To put an even finer point on John’s great observation, what CLP and its AFA colleagues really need is:
- data that demonstrate that AFAs lower the cost of delivery (allowing us to deliver the same high quality outside counsel legal service for lower price).
- data that allows us to better measure and generate a profit at a lower price, and to more intelligently share with the client the risk of a bad result – to have skin in the game.
- data that will allow clients and outside counsel to mutually and accurately assess a legal problem in affirmative terms, i.e., the value of mitigating the risk posed by a litigation or the value to the client of preserving a specific business model.
- data that will enhance the ability of client and outside counsel to mutually agree on "how much this will cost."
There Are Ways to Get These Numbers . . .
The apparent solution: outside lawyers should use the ebilling and management tools offered by companies such as Serengeti Tracker, TyMetrix 360, and DataCert. These ebilling systems are hosted by the vendor through an encrypted Internet connection, meaning there is no hardware or software that must be installed or maintained by the client law department or their law firms. Not only is billing processed on-line, but these systems also track law firm budgets and law department financial forecasts. Ebilling systems can automatically present comparisons of spending versus budget for the project phase, fiscal year or project duration. With one system tracking both spending and results across cases, “law departments can move beyond hourly fee structures to create performance-based alternative fees,” according to in-house counsel Chris Marlin (Lennar) and Stuart Roth (Olin).
. . . But They Are Not Available to Outside AFA Counsel
Sign us up, right? AFA firms like CLP should be using these systems to track and measure financial performance data across its AFA cases. Better yet, while there are some companies currently using ebilling systems to generate data across the cases handled by its law firms, outside law firms could use ebilling systems to generate even broader data – information across the clients/industries to whom we provide legal services.
True enough, there are a number of client law departments, who, along with their outside counsel, already use ebilling systems.
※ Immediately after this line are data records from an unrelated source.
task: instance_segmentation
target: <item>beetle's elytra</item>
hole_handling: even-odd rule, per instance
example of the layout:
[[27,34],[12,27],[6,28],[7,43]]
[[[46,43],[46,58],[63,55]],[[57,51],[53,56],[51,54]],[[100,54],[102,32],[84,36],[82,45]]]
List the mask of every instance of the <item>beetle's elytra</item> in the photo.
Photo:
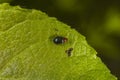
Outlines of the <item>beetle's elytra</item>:
[[53,39],[53,42],[54,42],[55,44],[63,44],[63,43],[66,43],[67,40],[68,40],[68,39],[65,38],[65,37],[57,36],[57,37],[55,37],[55,38]]

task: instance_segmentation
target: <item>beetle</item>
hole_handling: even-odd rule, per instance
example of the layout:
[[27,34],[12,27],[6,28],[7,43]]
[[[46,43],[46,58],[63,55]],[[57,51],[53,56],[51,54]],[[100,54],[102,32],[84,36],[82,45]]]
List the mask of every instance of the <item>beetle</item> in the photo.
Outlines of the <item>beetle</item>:
[[62,37],[62,36],[56,36],[54,39],[53,39],[53,42],[55,44],[63,44],[63,43],[66,43],[68,41],[67,38],[65,37]]

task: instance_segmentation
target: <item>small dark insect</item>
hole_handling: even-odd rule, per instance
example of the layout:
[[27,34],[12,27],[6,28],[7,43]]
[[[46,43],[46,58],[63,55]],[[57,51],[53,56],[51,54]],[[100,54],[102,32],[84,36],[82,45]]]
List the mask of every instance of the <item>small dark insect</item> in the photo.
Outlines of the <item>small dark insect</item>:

However, many of the early adopter clients of CLP’s flat fee pricing models have been smaller to mid-size technology companies with little or no in-house resources and, luckily for them, relatively few litigations of significant size. This type of client tends not to be using ebilling systems and consequently their legal service providers like CLP aren’t either. Again, time to change that.
So I called my Legal OnRamp colleague and CT TyMetrix President, John Weber. I was his dream customer, or so I thought, because I had convinced myself that my start-up AFA litigation firm cannot live without his product.
To my dismay, John pointed out that the ebilling products that I was interested in were sold exclusively into client law departments, and currently are not offered to outside law firms. John patiently explained how the market evolved away from outside law firms because they were not interested in picking up the expense of the systems and their clients justifiably were concerned that they’d get socked with yet another hidden cost. Meanwhile client law departments, particularly those with higher volume of legal matters, were highly incented to acquire systems that allowed them to effectively manage legal spend in much the same way they managed the rest of their business.
This needs to change. AFA firms are going to need more and better pricing data reflecting the experience across similar AFA cases in order to truly tip clients in favor of alternative pricing structures. According to John, help is on the way in the form of a solutions for outside lawyers currently under development. In our opinion, they can’t come soon enough.